Acreditado en la Península el paso del uro al toro, lo mismo sucede con el de la lidia al toreo, proceso reflejado por el «roman paladino en qual suele el pueblo fablar a su vecino». Frente a lidiar de la ‘Primera crónica alfonsí’, del latín ‘litigare’, o sea, «burlar al toro lidiando con él», ‘torear’ se registra por primera vez en el español que nos une en 1554; ‘torero’, en 1534, y ‘toreador’, en 1550, fechas indicativas, como señaló Santiago de los Mozos, «de que algo debió de cambiar en la lidia de los toros» hacia mediados del XVI y a mi juicio desde finales del XV, cambio que marca el comienzo de la llamada corrida moderna. ‘Torear’, explicó De los Mozos, no es verbo denominativo sino elocutivo e implica una llamada al toro, esperándolo a pie firme, sin quiebros ni saltos, afrontando primero su embestida para progresivamente dominarla, templando y ligando, proceso decantado a lo largo del tiempo.
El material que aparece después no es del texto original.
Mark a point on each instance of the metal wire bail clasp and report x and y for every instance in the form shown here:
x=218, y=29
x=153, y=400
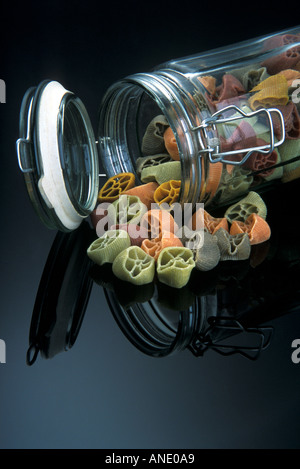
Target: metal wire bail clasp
x=209, y=129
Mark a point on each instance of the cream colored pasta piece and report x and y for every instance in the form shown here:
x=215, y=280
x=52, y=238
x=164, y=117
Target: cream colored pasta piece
x=126, y=209
x=207, y=256
x=152, y=160
x=174, y=266
x=104, y=249
x=162, y=173
x=135, y=266
x=234, y=185
x=153, y=141
x=252, y=203
x=233, y=247
x=290, y=150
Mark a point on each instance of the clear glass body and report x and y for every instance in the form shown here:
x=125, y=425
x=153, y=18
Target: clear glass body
x=234, y=113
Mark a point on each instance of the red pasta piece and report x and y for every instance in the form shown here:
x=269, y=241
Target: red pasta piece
x=262, y=162
x=287, y=59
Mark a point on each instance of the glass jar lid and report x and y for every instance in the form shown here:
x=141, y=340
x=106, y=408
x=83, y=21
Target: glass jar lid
x=58, y=156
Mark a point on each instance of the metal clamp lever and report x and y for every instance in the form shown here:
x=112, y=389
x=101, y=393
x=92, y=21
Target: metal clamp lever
x=208, y=126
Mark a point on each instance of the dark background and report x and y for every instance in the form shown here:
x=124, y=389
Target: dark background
x=105, y=393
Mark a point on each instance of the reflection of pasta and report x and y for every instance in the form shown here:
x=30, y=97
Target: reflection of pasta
x=255, y=226
x=133, y=265
x=104, y=250
x=174, y=266
x=211, y=224
x=233, y=247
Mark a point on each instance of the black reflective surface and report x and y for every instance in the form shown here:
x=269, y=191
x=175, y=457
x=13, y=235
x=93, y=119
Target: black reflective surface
x=225, y=379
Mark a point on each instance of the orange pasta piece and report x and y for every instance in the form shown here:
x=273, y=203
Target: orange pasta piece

En definitiva y en consecuencia, la cría del toro bravo y los espectáculos taurinos, constatados desde mediados del XII, son anteriores a la fusión de los reinos de Castilla y León en 1230, bajo el reinado de Fernando III el Santo, y la corrida como hoy la conocemos empezaría a cuajar en la época de los Reyes Católicos, cuando se consolidó nuestra personalidad histórica. Así las cosas, resulta evidente que los toros y el arte de torear no serían frutos de la cultura española sino elementos constitutivos de la misma. Esta es la verdad y lo demás son cuentos.